The barren plateau problem in quantum neural networks (QNNs) is a significant challenge that hinders the practical success of QNNs. In this paper, we introduce residual quantum neural networks (ResQNets) as a solution to address this problem. ResQNets are inspired by classical residual neural networks and involve splitting the conventional QNN architecture into multiple quantum nodes, each containing its own parameterized quantum circuit, and introducing residual connections between these nodes. Our study demonstrates the efficacy of ResQNets by comparing their performance with that of conventional QNNs and plain quantum neural networks through multiple training experiments and analyzing the cost function landscapes. Our results show that the incorporation of residual connections results in improved training performance.
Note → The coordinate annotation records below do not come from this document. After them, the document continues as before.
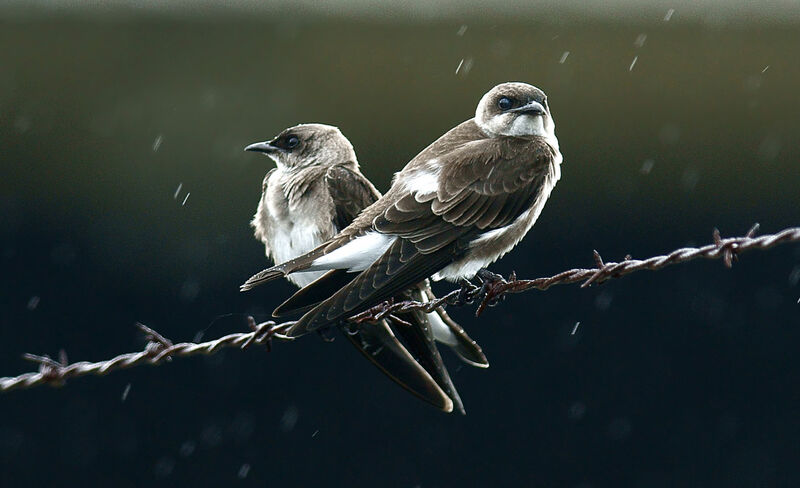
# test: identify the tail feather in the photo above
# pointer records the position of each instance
(262, 277)
(307, 297)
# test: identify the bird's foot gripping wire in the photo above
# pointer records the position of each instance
(492, 290)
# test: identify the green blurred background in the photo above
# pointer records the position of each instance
(673, 117)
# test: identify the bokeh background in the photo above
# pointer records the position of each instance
(125, 196)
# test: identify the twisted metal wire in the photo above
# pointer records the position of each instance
(159, 349)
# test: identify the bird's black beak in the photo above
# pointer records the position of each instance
(531, 108)
(262, 147)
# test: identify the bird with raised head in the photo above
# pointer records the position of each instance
(316, 190)
(459, 205)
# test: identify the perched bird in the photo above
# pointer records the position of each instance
(459, 205)
(315, 191)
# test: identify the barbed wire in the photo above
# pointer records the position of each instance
(488, 293)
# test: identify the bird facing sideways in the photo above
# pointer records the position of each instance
(459, 205)
(315, 191)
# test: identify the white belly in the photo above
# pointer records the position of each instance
(289, 240)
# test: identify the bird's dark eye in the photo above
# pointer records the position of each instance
(505, 103)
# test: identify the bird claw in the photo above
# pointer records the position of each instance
(492, 290)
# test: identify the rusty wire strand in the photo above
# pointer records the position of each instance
(160, 349)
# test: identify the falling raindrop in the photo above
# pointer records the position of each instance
(157, 142)
(33, 303)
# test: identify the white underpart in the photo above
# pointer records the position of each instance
(293, 235)
(356, 255)
(467, 267)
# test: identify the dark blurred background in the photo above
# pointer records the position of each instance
(125, 196)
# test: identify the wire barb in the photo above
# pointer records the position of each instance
(158, 348)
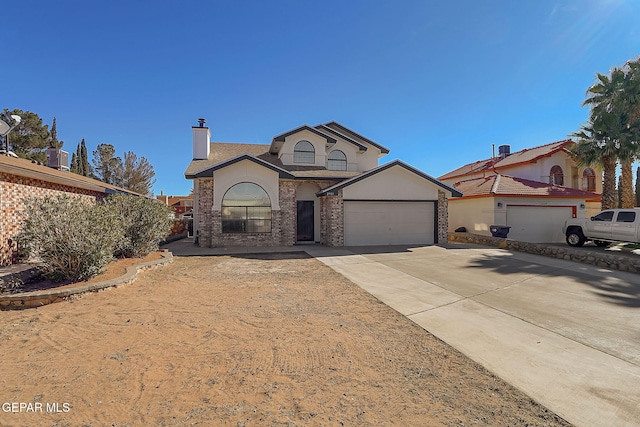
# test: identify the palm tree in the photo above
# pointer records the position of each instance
(611, 99)
(595, 148)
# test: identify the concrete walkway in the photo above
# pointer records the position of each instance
(566, 334)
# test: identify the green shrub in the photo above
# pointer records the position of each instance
(73, 238)
(144, 223)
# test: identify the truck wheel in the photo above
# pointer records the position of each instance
(575, 239)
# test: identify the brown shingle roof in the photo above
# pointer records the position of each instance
(224, 151)
(27, 168)
(505, 185)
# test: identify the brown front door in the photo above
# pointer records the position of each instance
(305, 221)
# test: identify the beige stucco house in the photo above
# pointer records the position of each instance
(312, 184)
(533, 191)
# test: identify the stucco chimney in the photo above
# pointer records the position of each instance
(201, 140)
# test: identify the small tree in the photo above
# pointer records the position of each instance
(73, 238)
(144, 224)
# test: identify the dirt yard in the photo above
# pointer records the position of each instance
(277, 340)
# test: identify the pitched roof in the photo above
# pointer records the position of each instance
(221, 153)
(505, 185)
(340, 135)
(29, 169)
(336, 187)
(208, 171)
(346, 131)
(528, 155)
(276, 142)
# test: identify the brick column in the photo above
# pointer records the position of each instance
(443, 217)
(205, 212)
(288, 212)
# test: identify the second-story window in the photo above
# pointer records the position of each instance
(304, 153)
(556, 177)
(337, 161)
(589, 180)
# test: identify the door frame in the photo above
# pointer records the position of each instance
(307, 222)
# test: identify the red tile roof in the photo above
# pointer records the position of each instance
(529, 155)
(505, 185)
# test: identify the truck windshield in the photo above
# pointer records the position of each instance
(603, 216)
(626, 217)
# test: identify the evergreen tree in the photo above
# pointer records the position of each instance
(74, 163)
(638, 187)
(137, 175)
(79, 164)
(84, 159)
(106, 167)
(53, 138)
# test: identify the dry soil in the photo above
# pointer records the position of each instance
(275, 340)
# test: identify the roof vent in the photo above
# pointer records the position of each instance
(504, 151)
(57, 159)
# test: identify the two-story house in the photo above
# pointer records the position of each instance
(533, 191)
(312, 184)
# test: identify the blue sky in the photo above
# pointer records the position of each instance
(437, 82)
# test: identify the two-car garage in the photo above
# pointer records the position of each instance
(394, 204)
(388, 223)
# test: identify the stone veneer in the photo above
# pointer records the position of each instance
(610, 261)
(13, 190)
(283, 221)
(443, 217)
(332, 220)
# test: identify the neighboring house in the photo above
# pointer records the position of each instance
(180, 204)
(533, 191)
(21, 179)
(312, 184)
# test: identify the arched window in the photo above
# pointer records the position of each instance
(304, 153)
(246, 208)
(589, 180)
(337, 161)
(556, 177)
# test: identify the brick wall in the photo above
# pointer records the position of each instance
(283, 221)
(205, 212)
(443, 217)
(13, 190)
(332, 220)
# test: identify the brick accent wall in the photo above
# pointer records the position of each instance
(332, 220)
(443, 217)
(205, 212)
(288, 212)
(283, 221)
(13, 190)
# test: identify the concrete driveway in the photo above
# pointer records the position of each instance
(567, 334)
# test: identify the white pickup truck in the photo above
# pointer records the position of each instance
(612, 225)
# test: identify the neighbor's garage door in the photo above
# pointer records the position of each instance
(537, 224)
(388, 223)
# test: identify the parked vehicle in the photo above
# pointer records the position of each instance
(611, 225)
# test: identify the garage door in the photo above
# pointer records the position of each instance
(388, 223)
(537, 224)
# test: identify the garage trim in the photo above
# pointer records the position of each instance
(435, 210)
(574, 208)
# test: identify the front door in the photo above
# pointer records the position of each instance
(305, 221)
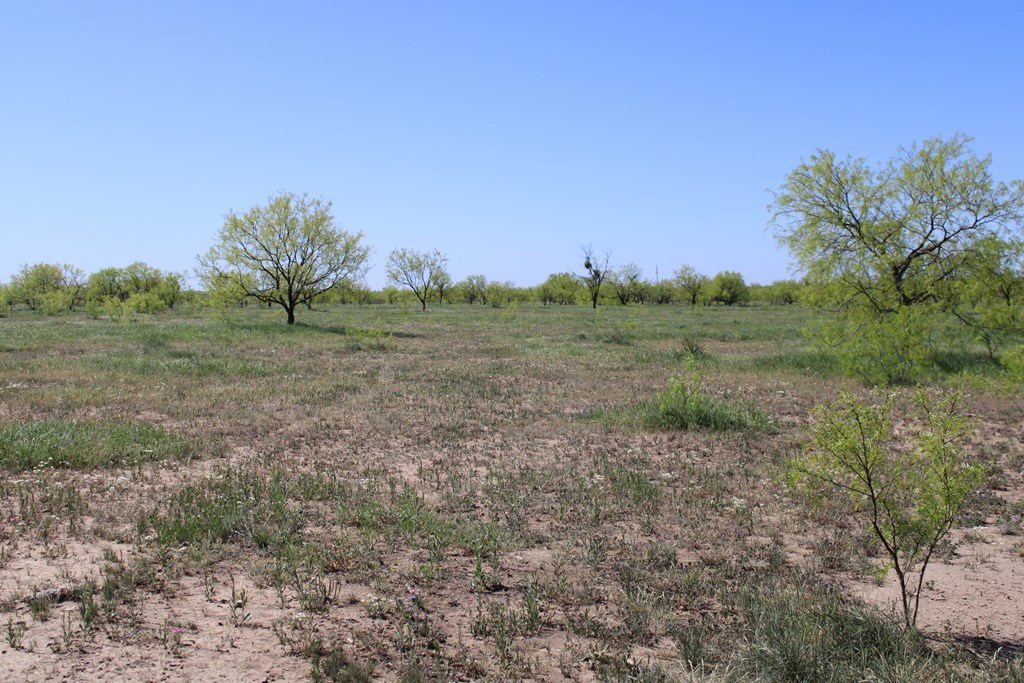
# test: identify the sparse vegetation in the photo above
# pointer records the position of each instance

Therefore, we conclude that ResQNets offer a promising solution to overcome the barren plateau problem in QNNs and provide a potential direction for future research in the field of quantum machine learning.

中文翻译：

---

ResQNets：一种缓解量子神经网络贫瘠高原的残差方法

量子神经网络（QNN）中的贫瘠高原问题是阻碍 QNN 实际成功的重大挑战。在本文中，我们引入残差量子神经网络（ResQNets）作为解决该问题的解决方案。ResQNet 受到经典残差神经网络的启发，涉及将传统 QNN 架构拆分为多个量子节点，每个节点包含自己的参数化量子电路，并在这些节点之间引入残差连接。我们的研究通过多次训练实验并分析成本函数景观，将 ResQNet 的性能与传统 QNN 和普通量子神经网络的性能进行比较，证明了 ResQNet 的有效性。我们的结果表明，残差连接的结合可以提高训练性能。因此，我们得出的结论是，ResQNets 为克服 QNN 中的贫瘠高原问题提供了一个有前途的解决方案，并为量子机器学习领域的未来研究提供了潜在的方向。